Make printf safe

Nick Treleaven nick at geany.org
Thu Jul 18 16:45:02 UTC 2024


On Wednesday, 17 July 2024 at 17:24:15 UTC, IchorDev wrote:
> On Wednesday, 17 July 2024 at 09:20:23 UTC, Nick Treleaven 
> wrote:
>> The idea is to make certain calls of `printf` safe when the 
>> first argument is a string literal:
>> ```
>> char[] s;
>> printf("%s\n", s);
>> ```
>> See https://forum.dlang.org/post/v775k1$1tmj$1@digitalmars.com.
>
> And the function will still perform pointer arithmetic.

So does copying a D array, but that is safe.

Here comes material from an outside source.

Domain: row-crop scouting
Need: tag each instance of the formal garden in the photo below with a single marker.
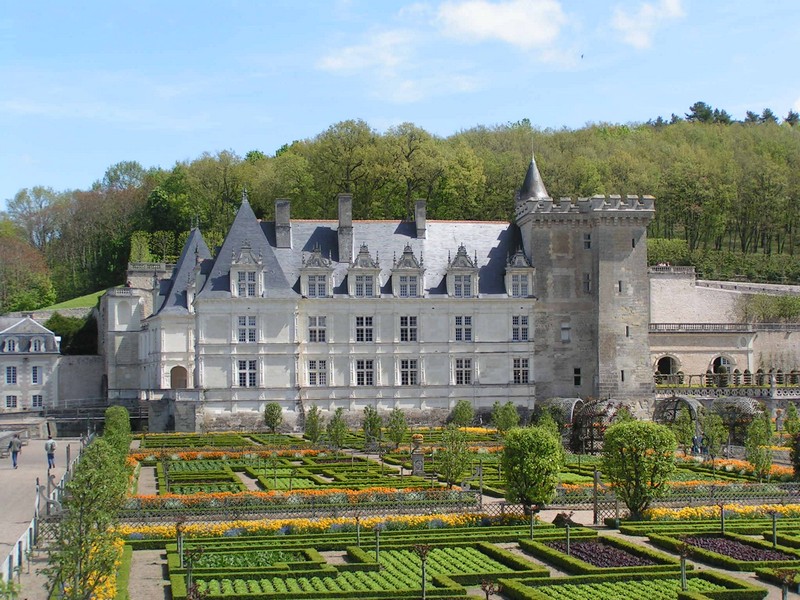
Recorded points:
(387, 510)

Responding to your post in DIP development here (because that's 
for reviews):

> strlen assumes that s is zero-terminated

```d
pragma(msg, printf) printf(const char* fmt, ...) @safe;
```
What the above would mean is that `printf` is @safe only when 
`fmt` is given a string literal. String literals are *guaranteed* 
to be zero-terminated, so there's no assumption of that here. If 
the pragma checks are not met, `printf` is actually treated as 
@system.

> Any function that traverses a C string passed as an argument 
> can only be @system. Any function that trusts a separate 
> parameter for array bounds can only be @system.

That requires modification for this proposal. It is true when 
given a char* for the format parameter. But when a string literal 
implicitly converts to char*, it has a safe interface due to the 
pragma, because the literal is statically allocated and is never 
accessed past its allocation when called from @safe code.